Rachel is getting her tonsils out tomorrow. They called Monday to go over the intake list.  About five minutes into the interview, the nurse says “Did you say she has Down syndrome or she has been tested for it?” This did not inspire confidence. Especially when you consider that we had discussed her age and that she has Down syndrome earlier in the conversation. We had also discussed that they had her scheduled for 11 am and that could get pushed back. I called the doctor. We have an 8:40 am surgery time now. Advocacy crosses many lines.* Stay tuned.

Since we are busy with school leadership conferences and a last work shift and tonsillectomies, there is little time to blog so I’m cheating.

I read this article that had been posted Amy Van Bergen, Executive Director of the Down Syndrome Association of Central Florida. I love it. I shared on Facebook and some groups but I wanted to share the link here too. Love to hear feedback from readers about your thoughts. I have a friend who thinks the lack of commitment to inclusion is a fiscal issue. I am not naive. I know money is an issue. But I believe at the core it is a philosophical issue. Regardless of your perspective, this is a good read. “Is ‘Inclusion’ Really the Answer For Children With Special Needs?” 

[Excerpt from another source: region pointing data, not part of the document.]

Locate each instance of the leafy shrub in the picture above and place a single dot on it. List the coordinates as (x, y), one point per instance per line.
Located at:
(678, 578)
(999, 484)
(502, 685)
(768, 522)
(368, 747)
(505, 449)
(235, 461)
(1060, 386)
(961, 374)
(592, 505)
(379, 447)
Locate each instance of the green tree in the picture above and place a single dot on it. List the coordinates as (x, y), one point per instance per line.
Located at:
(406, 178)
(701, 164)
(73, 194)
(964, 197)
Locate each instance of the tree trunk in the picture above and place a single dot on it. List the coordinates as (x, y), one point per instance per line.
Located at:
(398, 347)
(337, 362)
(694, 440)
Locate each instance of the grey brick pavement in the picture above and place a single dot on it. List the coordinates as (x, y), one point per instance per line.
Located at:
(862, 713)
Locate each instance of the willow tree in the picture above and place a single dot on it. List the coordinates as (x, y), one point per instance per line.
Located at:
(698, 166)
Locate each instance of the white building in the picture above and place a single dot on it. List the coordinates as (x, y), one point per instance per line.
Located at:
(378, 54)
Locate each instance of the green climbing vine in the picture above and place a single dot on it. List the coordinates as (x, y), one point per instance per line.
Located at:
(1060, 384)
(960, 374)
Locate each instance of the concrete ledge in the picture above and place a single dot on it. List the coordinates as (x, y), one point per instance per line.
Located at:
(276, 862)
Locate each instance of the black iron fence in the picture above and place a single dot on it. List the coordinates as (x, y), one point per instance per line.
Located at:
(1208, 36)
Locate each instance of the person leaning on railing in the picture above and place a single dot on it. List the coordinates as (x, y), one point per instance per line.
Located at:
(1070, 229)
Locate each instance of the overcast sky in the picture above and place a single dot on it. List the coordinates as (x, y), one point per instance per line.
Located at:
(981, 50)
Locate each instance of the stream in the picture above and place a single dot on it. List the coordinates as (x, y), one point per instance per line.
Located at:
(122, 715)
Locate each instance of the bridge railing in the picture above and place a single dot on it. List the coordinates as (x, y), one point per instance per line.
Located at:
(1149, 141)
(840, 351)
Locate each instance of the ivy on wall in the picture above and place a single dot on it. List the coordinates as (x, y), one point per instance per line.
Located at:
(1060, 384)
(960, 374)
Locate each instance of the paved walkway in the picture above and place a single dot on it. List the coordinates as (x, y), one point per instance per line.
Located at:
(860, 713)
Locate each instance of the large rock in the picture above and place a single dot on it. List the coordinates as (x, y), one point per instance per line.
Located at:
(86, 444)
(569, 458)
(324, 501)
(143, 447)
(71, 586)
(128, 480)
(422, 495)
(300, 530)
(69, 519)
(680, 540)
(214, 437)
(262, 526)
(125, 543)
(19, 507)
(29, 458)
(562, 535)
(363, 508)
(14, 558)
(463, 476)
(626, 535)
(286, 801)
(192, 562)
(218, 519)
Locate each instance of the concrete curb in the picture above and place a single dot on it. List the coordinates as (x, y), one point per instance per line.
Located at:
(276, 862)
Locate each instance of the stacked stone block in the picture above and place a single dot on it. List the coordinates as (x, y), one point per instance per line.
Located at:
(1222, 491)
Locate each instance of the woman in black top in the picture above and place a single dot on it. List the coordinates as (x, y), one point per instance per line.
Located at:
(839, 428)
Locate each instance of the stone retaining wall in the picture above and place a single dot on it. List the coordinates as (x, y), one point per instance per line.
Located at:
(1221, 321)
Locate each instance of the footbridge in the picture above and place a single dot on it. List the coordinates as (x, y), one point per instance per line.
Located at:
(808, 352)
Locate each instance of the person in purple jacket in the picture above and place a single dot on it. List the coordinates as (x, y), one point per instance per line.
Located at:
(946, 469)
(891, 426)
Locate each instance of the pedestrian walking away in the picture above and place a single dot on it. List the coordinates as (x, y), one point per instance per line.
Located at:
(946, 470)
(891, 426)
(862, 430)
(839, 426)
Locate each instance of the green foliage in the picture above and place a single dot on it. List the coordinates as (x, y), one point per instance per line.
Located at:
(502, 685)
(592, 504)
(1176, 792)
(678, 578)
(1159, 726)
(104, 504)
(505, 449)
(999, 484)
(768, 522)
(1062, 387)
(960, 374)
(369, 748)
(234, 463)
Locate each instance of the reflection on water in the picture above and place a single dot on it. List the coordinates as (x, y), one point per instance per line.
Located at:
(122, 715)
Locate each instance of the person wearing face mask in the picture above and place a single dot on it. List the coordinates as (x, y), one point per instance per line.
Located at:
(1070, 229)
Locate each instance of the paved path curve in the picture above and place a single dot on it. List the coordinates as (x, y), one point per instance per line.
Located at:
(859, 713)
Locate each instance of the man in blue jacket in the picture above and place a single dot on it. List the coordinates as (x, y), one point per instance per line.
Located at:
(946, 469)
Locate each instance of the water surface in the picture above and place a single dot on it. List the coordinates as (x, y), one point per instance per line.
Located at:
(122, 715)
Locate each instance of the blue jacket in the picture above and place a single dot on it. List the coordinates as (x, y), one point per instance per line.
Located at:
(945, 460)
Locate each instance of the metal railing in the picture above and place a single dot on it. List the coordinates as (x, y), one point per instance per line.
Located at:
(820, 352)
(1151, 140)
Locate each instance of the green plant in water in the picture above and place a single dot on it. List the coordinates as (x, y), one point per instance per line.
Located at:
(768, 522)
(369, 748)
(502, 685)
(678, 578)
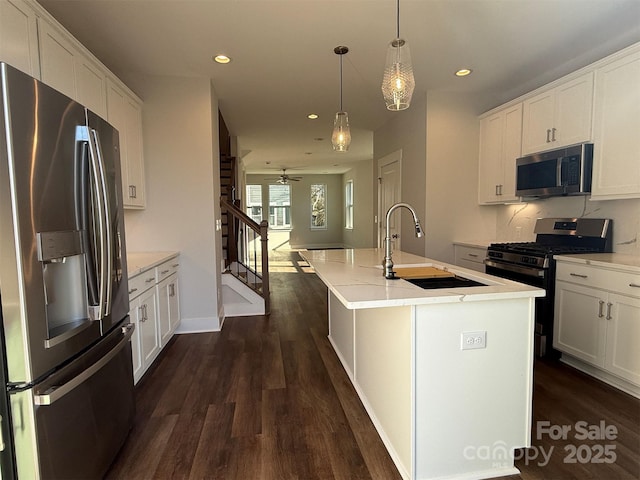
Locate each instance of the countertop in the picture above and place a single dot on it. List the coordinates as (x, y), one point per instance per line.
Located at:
(138, 262)
(473, 243)
(621, 261)
(355, 278)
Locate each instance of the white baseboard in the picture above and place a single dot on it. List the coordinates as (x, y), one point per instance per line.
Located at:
(199, 325)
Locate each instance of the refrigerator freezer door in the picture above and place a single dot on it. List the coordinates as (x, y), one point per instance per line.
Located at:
(106, 141)
(82, 414)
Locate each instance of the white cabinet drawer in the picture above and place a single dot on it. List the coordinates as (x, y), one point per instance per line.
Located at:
(166, 269)
(611, 280)
(471, 254)
(141, 283)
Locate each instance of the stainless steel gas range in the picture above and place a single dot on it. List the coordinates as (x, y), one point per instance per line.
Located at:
(532, 263)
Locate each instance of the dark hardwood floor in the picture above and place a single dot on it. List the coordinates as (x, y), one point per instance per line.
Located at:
(266, 398)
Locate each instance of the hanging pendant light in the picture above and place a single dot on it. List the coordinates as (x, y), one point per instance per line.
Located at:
(398, 82)
(341, 136)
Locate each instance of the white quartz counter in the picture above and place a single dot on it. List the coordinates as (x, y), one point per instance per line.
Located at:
(630, 263)
(138, 262)
(355, 277)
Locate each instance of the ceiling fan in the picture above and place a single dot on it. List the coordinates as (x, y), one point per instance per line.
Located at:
(284, 179)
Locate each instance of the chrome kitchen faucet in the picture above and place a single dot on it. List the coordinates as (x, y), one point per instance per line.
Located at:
(387, 263)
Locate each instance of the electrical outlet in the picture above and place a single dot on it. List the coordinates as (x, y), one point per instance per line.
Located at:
(472, 340)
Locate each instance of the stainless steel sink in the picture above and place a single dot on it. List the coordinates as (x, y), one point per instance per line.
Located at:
(445, 282)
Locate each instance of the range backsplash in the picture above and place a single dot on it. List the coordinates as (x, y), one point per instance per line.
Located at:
(515, 223)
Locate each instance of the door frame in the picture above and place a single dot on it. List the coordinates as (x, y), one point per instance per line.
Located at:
(388, 159)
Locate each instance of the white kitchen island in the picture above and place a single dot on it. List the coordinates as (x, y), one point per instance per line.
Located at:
(442, 411)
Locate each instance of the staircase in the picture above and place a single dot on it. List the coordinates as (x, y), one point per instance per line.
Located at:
(245, 282)
(247, 257)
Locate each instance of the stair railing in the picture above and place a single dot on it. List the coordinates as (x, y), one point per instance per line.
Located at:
(248, 251)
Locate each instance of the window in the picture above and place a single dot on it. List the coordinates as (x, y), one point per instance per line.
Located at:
(318, 206)
(254, 202)
(279, 206)
(348, 205)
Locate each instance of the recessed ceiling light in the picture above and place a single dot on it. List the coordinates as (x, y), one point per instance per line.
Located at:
(463, 72)
(221, 59)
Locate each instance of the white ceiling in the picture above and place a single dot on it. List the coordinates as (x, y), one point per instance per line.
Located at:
(284, 67)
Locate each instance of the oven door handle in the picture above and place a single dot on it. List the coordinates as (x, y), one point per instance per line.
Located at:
(531, 272)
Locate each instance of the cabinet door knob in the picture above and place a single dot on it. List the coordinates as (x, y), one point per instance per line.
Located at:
(609, 305)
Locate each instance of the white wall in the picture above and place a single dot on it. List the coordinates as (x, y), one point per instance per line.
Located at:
(363, 234)
(452, 210)
(406, 132)
(181, 162)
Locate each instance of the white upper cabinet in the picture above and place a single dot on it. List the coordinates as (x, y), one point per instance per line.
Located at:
(124, 112)
(500, 146)
(616, 129)
(19, 36)
(57, 59)
(558, 117)
(91, 82)
(65, 68)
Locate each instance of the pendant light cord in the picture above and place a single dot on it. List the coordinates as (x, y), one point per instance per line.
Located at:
(341, 83)
(398, 19)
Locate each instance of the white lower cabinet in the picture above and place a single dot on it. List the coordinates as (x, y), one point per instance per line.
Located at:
(597, 321)
(155, 311)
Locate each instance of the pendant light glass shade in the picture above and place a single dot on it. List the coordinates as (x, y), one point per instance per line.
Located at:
(341, 136)
(398, 81)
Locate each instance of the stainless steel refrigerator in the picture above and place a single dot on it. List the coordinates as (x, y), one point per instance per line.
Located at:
(66, 355)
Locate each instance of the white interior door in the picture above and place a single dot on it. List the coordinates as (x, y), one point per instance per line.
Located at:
(389, 175)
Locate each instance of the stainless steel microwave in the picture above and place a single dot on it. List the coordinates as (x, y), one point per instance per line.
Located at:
(566, 171)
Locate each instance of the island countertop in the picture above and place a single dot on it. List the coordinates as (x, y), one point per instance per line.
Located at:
(355, 278)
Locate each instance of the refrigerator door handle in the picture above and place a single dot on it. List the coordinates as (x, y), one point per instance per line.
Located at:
(108, 234)
(97, 174)
(56, 393)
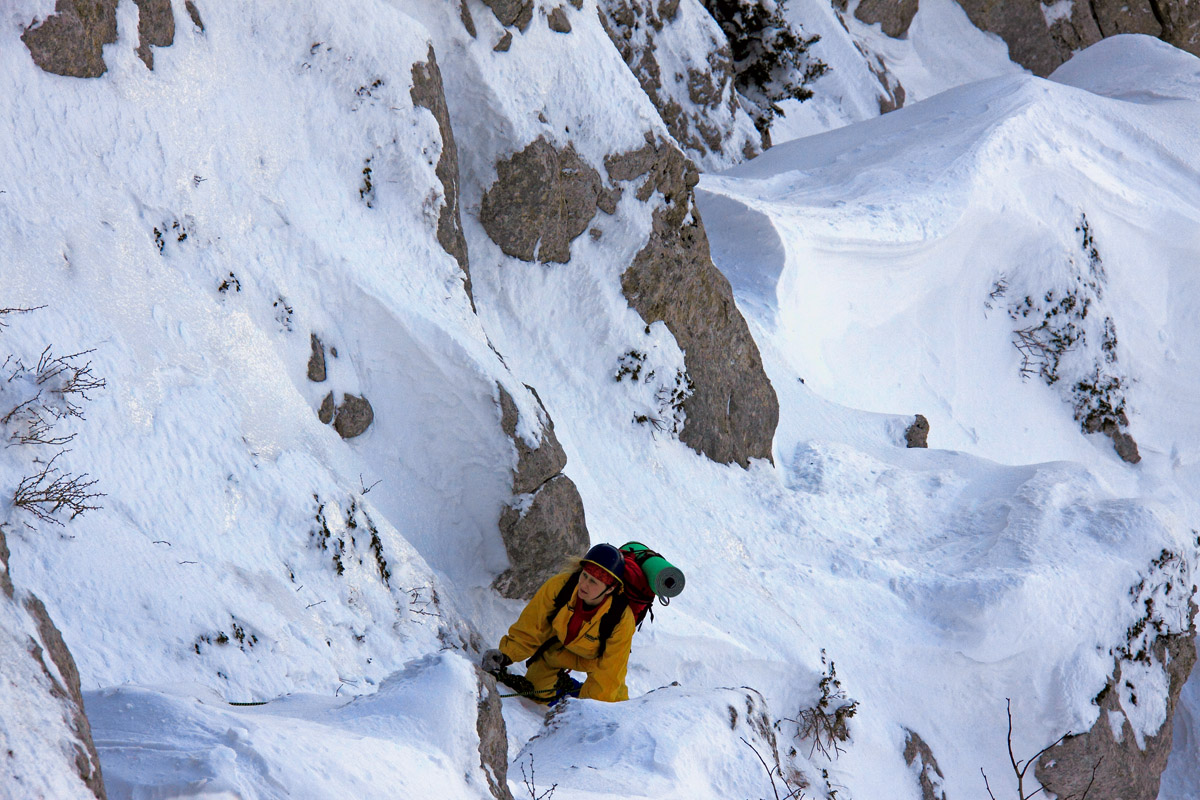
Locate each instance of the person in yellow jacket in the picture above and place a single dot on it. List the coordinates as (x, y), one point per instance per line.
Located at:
(579, 620)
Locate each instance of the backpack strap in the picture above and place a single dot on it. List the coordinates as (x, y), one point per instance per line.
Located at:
(611, 619)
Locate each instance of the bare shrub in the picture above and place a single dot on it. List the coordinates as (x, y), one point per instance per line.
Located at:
(51, 491)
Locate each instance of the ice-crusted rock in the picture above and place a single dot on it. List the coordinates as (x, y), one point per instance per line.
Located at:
(317, 360)
(1109, 758)
(917, 434)
(544, 198)
(732, 413)
(681, 58)
(71, 41)
(43, 728)
(1041, 40)
(427, 92)
(353, 416)
(893, 16)
(156, 28)
(511, 12)
(918, 756)
(546, 524)
(493, 738)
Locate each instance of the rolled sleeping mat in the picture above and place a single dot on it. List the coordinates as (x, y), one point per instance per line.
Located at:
(665, 578)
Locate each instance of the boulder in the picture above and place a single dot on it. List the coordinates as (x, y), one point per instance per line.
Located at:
(894, 16)
(427, 92)
(558, 22)
(1042, 46)
(156, 28)
(919, 757)
(732, 413)
(353, 416)
(511, 12)
(1114, 765)
(543, 199)
(917, 435)
(70, 42)
(535, 465)
(493, 737)
(546, 523)
(317, 360)
(683, 62)
(195, 13)
(539, 536)
(42, 680)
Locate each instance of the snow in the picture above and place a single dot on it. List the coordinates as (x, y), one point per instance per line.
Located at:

Last, we attended the Down Syndrome Guild of Greater Kansas City family barbecue Saturday. I loved seeing some familiar faces and friends. What did I like best though?  Meeting families with little ones. So glad to connect to some of them. Some of their questions reminded me of this blog I shared a few years ago. Rachel was 14 when I wrote it. Now she is 16. I would still say the same things to those with babies or little ones. Find out what I would say 14 or 16 years later!

* I would like to say that we have the highest respect for doctors, nurses and healthcare providers. Overall, we have had very positive experiences.